In Ermangelung einer gesetzlichen Definition des Begriffes „Hausrat“ war dessen Bedeutung im allgemeinen Sprachgebrauch zu Grunde zu legen:

Zum Hausrat gehören Sachen, die einem Haushalt zur Einrichtung, zum Gebrauch oder zum Verbrauch dienen.

Als Beispiele sind Gardinen, Teppiche (und Auslegeware), Lampen, Bilder, Geschirr und Bestecke zu nennen (vgl. http://www.oellers.com/html/hausrat-definition.html).

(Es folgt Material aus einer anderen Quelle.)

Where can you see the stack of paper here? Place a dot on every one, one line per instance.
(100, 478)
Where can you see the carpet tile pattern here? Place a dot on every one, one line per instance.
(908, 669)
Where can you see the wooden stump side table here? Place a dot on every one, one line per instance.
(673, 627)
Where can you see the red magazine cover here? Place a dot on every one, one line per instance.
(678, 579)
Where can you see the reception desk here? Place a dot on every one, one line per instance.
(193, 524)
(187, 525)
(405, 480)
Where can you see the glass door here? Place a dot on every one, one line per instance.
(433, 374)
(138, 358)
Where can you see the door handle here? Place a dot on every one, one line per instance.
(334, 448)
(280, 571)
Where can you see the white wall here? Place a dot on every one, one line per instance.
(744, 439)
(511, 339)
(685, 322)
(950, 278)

Für das Landesverwaltungsgericht Tirol ist nicht erkennbar, wie das Sozialamt ABC zur Schlussfolgerung gelangen konnte, dass eine (kostengünstige) Stehleuchte nicht zur unabdingbaren Grundausstattung an Hausrat gemäß § 14 Abs 3 TMSG zählen sollte.

Eine mobile Lichtquelle, wie etwa eine Schreibtischlampe, eine Nachttischleuchte oder eine Stehleuchte, gehört nach Ansicht des Gefertigten jedenfalls dann zur unabdingbaren Grundausstattung, wenn die in der Wohnung vorhandene Lampen nicht hinreichen, die etwa zum Lesen notwendige Ausleuchtung in den Aufenthaltsräumen zu gewährleisten.

Dass dieser Umstand im Gegenstandsfall gegeben ist, zumal im Zimmer zwar ein zentral angebrachtes Lichtkabel an der Decke vorhanden, aber überhaupt keine Lampe angebracht ist, liegt auf der Hand.

Auch die geltend gemachten Kosten in der Höhe von € 12,99 lassen sich für die Anschaffung der Stehlampe jedenfalls mit § 1 Abs 8 TMSG, wonach Mindestsicherung unter Berücksichtigung der Grundsätze der Sparsamkeit, Wirtschaftlichkeit und Zweckmäßigkeit zu gewähren ist, in Einklang bringen.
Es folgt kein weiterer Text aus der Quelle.